Cleaning refrigerators and toilets helps you connect the food cycle at both ends. Making beds reminds you that life-giving activities do not require much space. Hanging laundry on the line offers you a chance to fly prayer flags disguised as bath towels and underwear. If all life is holy, then anything that sustains life has holy dimensions too.  The difference between washing windows and resting in god can be a simple decision: choose the work and it becomes your spiritual practice. – Barbara Brown Taylor

When she could barely walk 20 feet without giving out of my breath, Granny could still bend over to pick up the tiniest piece of fluff from her sparkling floor.  Dishes were always done right away at her house, and the fact that the washer and dryer sat in her kitchen never seemed inconvenient when towels and sheets and curtains needed to be washed almost every day. 

I have much to learn from my granny, much I was gifted to see in the years of her life.  Much I should have asked before she died last week or before her mind slipped more in the past few years.

But I do know a great deal.
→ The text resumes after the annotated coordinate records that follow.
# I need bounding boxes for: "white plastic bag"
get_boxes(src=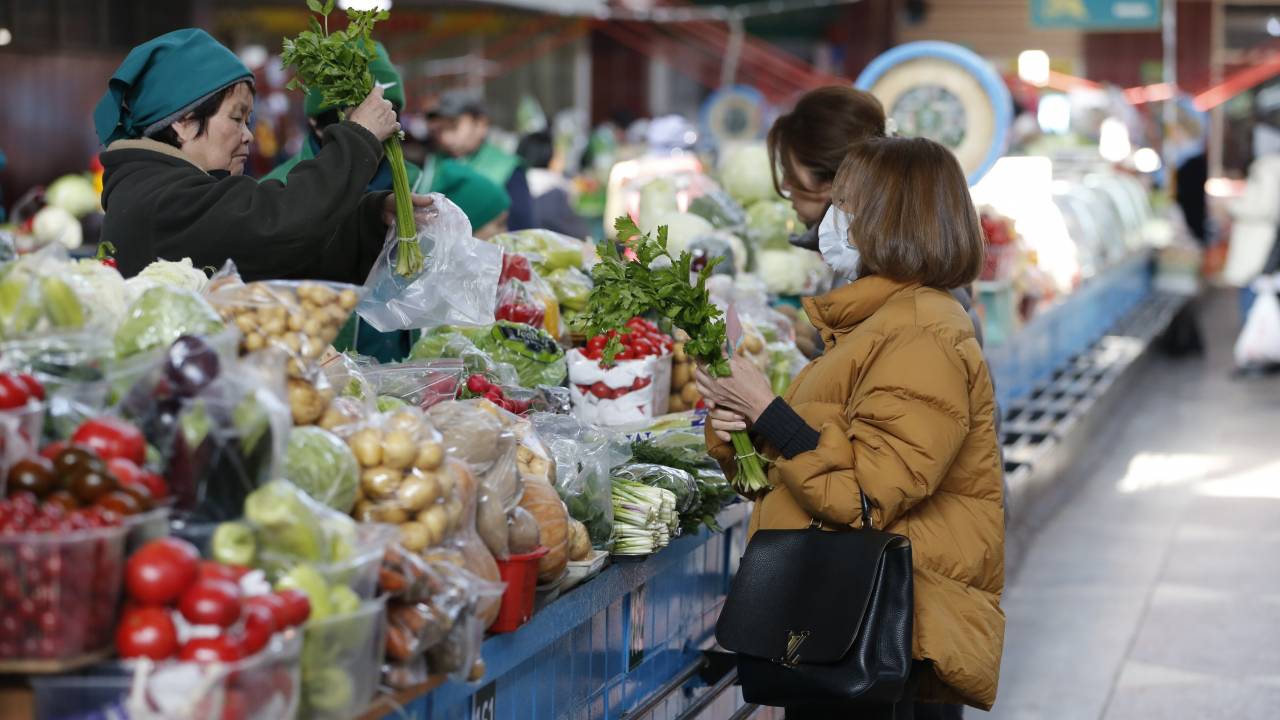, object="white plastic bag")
[356,193,502,332]
[1235,275,1280,368]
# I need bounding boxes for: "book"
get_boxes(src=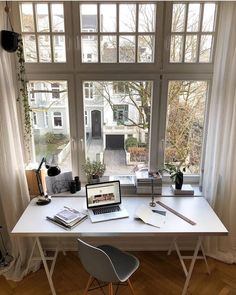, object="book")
[46,207,88,230]
[135,205,165,228]
[171,184,194,195]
I know that love comes in the flavor of chocolate fudge frosting and dumplings rolled by hand and even frozen from a package.  I know that favor carries in coffee-flavored water brewed boiling hot in a percolater. I know that family is covering the floor with pallets and sharing kindly the one bathroom in the middle of the house.

I know that it comes in quietness, too, when life is hard – from people who seek all the attention, from snakes that sneak into the floor boards of your house, from the constant work required to keep a house the way it made her feel good to keep it.  I know that love comes in that quiet giggle when we tickled her feet and in the soft stitches of blankets and baby booties knitted by her tiny hands.

Love need not be flashy or big. It need not even extend much beyond the walls of a small brick house on a quiet road in eastern North Carolina.

But that love can fill a church and a family. 11 grandchildren, 22 great-grandchildren, 6 great-great grandchildren.  Kind, polite . . . and missing that chocolate syrup for breakfast every day for the rest of our lives.

May God’s Whisper Farm carry Granny’s legacy long into the laundry and the food.  Long into the laughter and the games of Rook.  Long into the years and quiet of dishes washed by hand. Every day.